Written exams (of the traditional type) can be poorly designed or well designed. This article is not going to focus on how to write good test items; there are other resources for that. Recognize that although both selected response and essay tests are valuable tools for any professor, the reality is that much of what we should do in our courses is not an effective match to these forms of assessment. This is especially true in advanced courses within our curricula, designed to address the higher levels of Bloom’s taxonomy. Since the quality movement began to affect the business community significantly in the late 1980s, an increasing number of leaders in higher education have come to view traditional testing as disconnected from the ultimate goal of education, that is, to prepare students for real life. In real life, they say, graduates are seldom expected to take paper- and-pencil tests, and are instead expected to identify real problems and orchestrate multi-dimensional projects designed to solve those problems nearly every day of their lives.

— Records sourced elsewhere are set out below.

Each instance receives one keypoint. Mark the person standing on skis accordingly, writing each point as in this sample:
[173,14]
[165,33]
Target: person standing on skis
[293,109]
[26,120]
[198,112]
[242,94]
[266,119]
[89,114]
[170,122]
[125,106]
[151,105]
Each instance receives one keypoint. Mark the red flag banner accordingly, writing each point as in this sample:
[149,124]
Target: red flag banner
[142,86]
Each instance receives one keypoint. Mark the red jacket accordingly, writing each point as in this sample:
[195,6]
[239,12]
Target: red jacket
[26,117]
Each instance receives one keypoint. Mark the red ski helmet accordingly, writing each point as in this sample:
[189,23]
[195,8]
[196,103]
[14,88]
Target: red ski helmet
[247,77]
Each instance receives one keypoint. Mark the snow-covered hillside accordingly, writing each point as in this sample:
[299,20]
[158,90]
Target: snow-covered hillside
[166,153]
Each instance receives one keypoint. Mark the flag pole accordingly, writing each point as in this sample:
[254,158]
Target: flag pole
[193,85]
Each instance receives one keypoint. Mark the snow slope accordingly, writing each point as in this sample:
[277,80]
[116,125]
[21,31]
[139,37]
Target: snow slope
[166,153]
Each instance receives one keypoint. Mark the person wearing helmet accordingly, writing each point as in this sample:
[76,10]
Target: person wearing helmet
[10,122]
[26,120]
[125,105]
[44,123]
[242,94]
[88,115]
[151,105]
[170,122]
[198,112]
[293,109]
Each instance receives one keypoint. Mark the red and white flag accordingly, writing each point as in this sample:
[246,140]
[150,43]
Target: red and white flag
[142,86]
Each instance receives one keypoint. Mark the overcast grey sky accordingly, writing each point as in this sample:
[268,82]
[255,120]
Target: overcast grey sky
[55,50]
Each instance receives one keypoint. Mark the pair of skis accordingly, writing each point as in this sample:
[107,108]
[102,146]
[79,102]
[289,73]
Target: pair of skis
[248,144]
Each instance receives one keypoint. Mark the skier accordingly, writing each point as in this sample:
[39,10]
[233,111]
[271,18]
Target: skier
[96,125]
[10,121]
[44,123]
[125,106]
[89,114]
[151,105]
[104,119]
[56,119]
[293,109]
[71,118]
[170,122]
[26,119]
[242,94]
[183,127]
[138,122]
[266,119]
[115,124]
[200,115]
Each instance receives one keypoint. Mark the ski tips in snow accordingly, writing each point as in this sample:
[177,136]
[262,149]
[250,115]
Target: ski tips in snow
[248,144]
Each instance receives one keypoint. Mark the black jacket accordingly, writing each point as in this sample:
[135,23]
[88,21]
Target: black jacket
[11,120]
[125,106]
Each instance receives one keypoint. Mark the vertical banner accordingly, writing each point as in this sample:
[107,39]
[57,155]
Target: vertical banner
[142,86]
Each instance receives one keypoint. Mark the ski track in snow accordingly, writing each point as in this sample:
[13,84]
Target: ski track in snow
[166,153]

Higher education, consequently, has experienced a mushrooming interest in developing more genuine and effective ways of assessing student UK University admission support learning. Advocates of alternative assessment, sometimes called “authentic” or “genuine” assessment, believe that we should focus on student learning rather than on teaching. Consider the paradigm of constructivist learning: rather than passively receiving knowledge from their professors, students make sense of new material by linking it with knowledge they already possess. Said another way, students “construct” new knowledge on their existing foundations. Advocates of alternative assessment speak of introductory courses developing a “scaffold” upon which more advanced learning is built; they also speak of the need to link courses so that students avoid both gaps and excessive overlaps in their knowledge structure. All students, they say, should be encouraged to demonstrate their learning frequently, through a variety of authentic means in either real or realistic (simulated) settings. Alternative assessment attempts to place learning within a systems context, in which courses in a curriculum dovetail smoothly with each other – a perspective that students often see (and appreciate) more readily than do professors invested in developing and refining a single course or two.

So, think about why it’s worth investing the extra effort that is required of authentic assessment. Think about what kinds of learning lend themselves to being assessed in alternative formats. And, now, think about why YOU know you want to explore these ideas further. There are a multitude of resources available – on your campus and around the world. Start seeking them out today.